I started my electronic music explorations in grade school by playing with the Leslie effects of our cheesy home organ. Making UFO sounds was much more fun than playing Silent Night. At U.C. Berkeley, I started experimenting with analog electronics by building some simple LFO and sample and hold circuits into a shoe box.

After Berkeley, I worked as a radiation physicist where I found out that playing with computers was more fun than standing on a barrel of nuclear waste holding a lead brick between my legs while my coworker tightened the lid. I also got to work with the most horrifying substance on Earth: flaming, hydroflouric acid soaked, plutonium laden dog feces.
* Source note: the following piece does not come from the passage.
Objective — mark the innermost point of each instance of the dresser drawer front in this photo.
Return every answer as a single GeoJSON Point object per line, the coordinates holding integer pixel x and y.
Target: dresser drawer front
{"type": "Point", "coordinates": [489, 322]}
From 1980 to 1985 I worked in the daytime as a graphics programmer doing CAD and map making. By night I experimented with home brew Z80 and 68000 computers that controlled various digital oscillators and noise makers. From 1981 to 1992, I hung around the Mills College Center for Contemporary Music. I started off trading studio time for code and eventually ended up working there officially. While at the CCM, I worked with Larry Polansky and David Rosenboom on HMSL,the Hierarchical Music Specification Language. I also worked with Mike Haas on JForth, a subroutine threaded Forth for the Amiga computer. I am currently working at the 3DO Company developing real-time DSP based synthesis hardware and software for console CD-ROM players.